As I tried to think about all the beautiful things I could write about for August McLaughlin’s Beauty of a Woman Blogfest V, I realized most had to do with what I’ve learned with age:
- Let it go
- Live in the moment
- The power of hindsight
I could go on and on. But in the end, I decided the most beautiful thing about growing older is removing my mask—a mask that was molded by the philosophy of “saving face.”
Wikipedia defines “saving face” as:
The term face idiomatically refers to one’s own sense of dignity or prestige in social contexts. In the English-speaking world, the expression “To save face” describes the lengths that an individual may go to in order to preserve their established position in society, taking action to ensure that one is not thought badly of by their peers.

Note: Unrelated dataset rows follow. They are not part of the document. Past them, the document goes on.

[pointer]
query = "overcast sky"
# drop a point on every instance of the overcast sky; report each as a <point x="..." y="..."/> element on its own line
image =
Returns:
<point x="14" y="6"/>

This was my mom’s philosophy—to do whatever necessary to preserve dignity. Of course, as a child, dignity was not at the top of my priority list. Still, I pondered this concept, thinking it almost scary as I imagined not having a face. I even drew spooky people without faces. No doubt those images weighed on me more heavily than any desire to be “dignified.” Whatever the reason, I began the pattern of saving face from childhood, even if that face was only a mask.
Yet, while my mother taught me to “save face,” I taught my kids to listen to their “little voice.” I realize there’s dissonance in those two philosophies, and there’s little doubt in my mind that my advice to my children to “listen to your little voice” was born of repressing my own inner voice in an effort to “save face,” or appear dignified to others.
That inner voice begins as a whisper. If I ignore the whisper, it begins to rumble. If I try to shove it aside, as I’ve often done, it starts to bubble and boil, until finally, it erupts and I have no choice but to listen. It may take years, but that little voice will be heard.
Many decisions in my life have been caught in this battle between saving face and listening to my little voice. In the past, saving face may have won the battle, but my inner voice always, always, wins the war. Not listening to this stubborn, beautiful little voice has had its consequences.
In much of my writing, my characters’ inner voices are practically characters unto themselves. As in The Red Kimono, I internalize a lot in my writing, so readers will know who my characters are behind the masks they wear for the outside world.
Don’t get me wrong. I still believe in “saving face.” But dignity shouldn’t come at the cost of authenticity.
Our little voice is the most beautiful part of who we are, because it’s the truth of who we are.